La Cyber «disoccupazione» dell'Intelligenza Artificiale
Il Garante ha lanciato l’allarme in tema di protezione dei dati, ma in molti iniziano ad avere il dubbio che oltre ai propri dati personali, le intelligenze artificiali gli porteranno via anche il lavoro. Giornalisti, copywriter, uffici stampa e chiunque si guadagna da vivere scrivendo, inizia ad avere il sospetto che entro qualche anno una buona parte di loro dovrà guardarsi intorno alla ricerca di un nuovo mestiere. A ben vedere il problema potrebbe riguardare tutti, ma proprio tutti.
Il Principio di Pareto afferma che l’ottanta per cento delle azioni causa il 20 per cento dei risultati. Immaginiamo che tutti noi da domani mattina iniziamo a lavorare con l’assistenza di un’intelligenza artificiale. Forse non basterà un anno, magari ne serviranno due, ma alla fine il nostro alter ego digitale avrà appreso quel fondamentale 20 per cento di cose facciamo e che produce l’ottanta per cento del risultato. Questo potrebbe valere per qualsiasi professione, ma mi sembra probabile che gli algoritmi esprimeranno il loro meglio nelle discipline tecnico-scientifiche, quelle di matematica precisione.

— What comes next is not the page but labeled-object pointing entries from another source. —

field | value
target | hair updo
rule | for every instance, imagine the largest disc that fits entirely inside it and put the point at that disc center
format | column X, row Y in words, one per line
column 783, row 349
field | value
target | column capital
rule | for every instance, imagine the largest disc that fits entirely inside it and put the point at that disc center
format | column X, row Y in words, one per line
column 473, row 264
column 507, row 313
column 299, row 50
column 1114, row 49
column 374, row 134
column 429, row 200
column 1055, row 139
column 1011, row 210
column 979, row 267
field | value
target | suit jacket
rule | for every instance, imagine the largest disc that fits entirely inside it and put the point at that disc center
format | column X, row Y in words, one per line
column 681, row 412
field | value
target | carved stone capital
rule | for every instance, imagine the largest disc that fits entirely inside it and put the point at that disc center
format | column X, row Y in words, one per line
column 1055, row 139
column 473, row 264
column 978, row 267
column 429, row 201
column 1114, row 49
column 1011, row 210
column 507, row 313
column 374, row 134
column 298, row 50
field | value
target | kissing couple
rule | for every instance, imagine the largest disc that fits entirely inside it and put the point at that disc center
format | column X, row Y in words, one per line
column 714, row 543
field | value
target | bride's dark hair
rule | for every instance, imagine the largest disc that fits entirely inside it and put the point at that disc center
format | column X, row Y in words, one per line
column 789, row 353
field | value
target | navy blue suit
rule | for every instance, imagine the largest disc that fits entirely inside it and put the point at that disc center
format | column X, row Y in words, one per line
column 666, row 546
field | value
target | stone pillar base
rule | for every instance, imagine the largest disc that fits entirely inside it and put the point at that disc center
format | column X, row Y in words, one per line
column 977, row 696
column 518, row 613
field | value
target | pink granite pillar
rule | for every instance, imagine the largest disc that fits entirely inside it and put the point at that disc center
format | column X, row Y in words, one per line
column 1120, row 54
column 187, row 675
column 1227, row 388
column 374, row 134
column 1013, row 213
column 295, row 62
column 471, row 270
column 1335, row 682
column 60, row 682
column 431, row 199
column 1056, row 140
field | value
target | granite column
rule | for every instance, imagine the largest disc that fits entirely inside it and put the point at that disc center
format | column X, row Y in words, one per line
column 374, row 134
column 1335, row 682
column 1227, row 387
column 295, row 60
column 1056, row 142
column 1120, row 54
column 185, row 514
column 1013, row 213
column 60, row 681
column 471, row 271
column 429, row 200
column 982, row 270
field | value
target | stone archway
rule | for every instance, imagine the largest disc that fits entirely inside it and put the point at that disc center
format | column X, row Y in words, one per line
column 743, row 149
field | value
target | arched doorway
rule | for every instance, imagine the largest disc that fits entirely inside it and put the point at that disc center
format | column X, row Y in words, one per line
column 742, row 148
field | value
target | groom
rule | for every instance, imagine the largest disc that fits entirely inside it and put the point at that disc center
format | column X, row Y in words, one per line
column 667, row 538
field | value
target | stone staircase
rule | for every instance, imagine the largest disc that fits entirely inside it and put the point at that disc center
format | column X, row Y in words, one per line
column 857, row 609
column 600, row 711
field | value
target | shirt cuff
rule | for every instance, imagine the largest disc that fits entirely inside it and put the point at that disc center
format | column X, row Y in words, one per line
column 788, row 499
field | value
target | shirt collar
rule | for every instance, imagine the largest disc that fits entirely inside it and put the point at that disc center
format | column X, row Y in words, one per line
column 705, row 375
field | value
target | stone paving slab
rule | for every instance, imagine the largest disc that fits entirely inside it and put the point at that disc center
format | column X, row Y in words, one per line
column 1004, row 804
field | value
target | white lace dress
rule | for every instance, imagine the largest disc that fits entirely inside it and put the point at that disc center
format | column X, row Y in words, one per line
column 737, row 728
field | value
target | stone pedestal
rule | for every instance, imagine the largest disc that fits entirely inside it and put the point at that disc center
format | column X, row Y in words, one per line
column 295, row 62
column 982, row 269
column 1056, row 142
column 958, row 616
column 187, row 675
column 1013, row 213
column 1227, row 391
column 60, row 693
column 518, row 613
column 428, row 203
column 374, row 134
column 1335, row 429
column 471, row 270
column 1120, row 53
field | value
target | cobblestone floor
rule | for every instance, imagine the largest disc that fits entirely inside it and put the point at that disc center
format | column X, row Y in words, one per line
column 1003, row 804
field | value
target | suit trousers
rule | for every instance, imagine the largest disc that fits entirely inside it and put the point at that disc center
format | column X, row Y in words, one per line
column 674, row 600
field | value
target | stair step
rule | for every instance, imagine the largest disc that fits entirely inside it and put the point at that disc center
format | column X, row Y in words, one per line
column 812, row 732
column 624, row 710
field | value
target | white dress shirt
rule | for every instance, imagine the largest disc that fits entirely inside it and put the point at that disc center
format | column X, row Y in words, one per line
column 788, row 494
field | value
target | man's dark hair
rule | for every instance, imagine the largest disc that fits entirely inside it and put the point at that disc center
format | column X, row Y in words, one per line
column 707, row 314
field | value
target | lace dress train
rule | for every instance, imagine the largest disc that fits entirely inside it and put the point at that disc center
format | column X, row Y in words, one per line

Possiamo attenderci che il prodotto del lavoro di uno sviluppatore software di domani sarà pari a quello di almeno quattro o cinque di oggi. Ma lo stesso può valere per un ingegnere. Nel mio settore specifico, quello della cyber security, poco più di un anno fa si parlava della carenza di 100 mila professionisti solo in Italia, nei prossimi anni potrebbero bastarne meno di un quinto. Personalmente penso che potrebbe non essere un problema in assoluto, e come ha scritto Dante “fatti non foste a viver come bruti”. Adesso, però, sorgono alcuni problemi. Il primo. Cosa faranno tutti quelli che sono “in esubero”? Questo si potrebbe risolvere lavorando tutti molto meno a parità di stipendio. Credo sarebbe un’ottima cosa, un ritorno a un passato parecchio remoto. I cittadini dell’antica Atene mica lavoravano, per quello c’erano gli schiavi, ma si dedicavano allo studio, al loro miglioramento personale e alla politica (chissà, magari ci pensano anche quelli “bravi”). Tuttavia tale situazione proporrebbe un secondo problema che attiene il nostro attuale sistema economico, sociale e politico, almeno quello occidentale, incardinato a concetti come la proprietà privata, il diritto di autore e via dicendo. Per fare in modo che il nostro “stile di vita” sopravviva sarebbe utile che i lavoratori di cui sopra detenessero il completo controllo sull’intelligenza artificiale che hanno addestrato e su quanto ha prodotto e produrrà. In fondo ad Atene gli schiavi erano di proprietà di qualcuno. Questo si potrebbe risolvere contrattualmente con il fornitore dell’algoritmo: io pago e qualsiasi prodotto è mio. Arriviamo così alla questione, che è di stretta attualità, se quelle decine di milioni di persone che stanno usando gratuitamente ChatGPT abbiano letto le condizioni e i termini di utilizzo di OpenAI. Sono certo che si tratta di una esigua minoranza, come quando domando a qualcuno se abbia letto i termini e le condizioni d’uso di Google.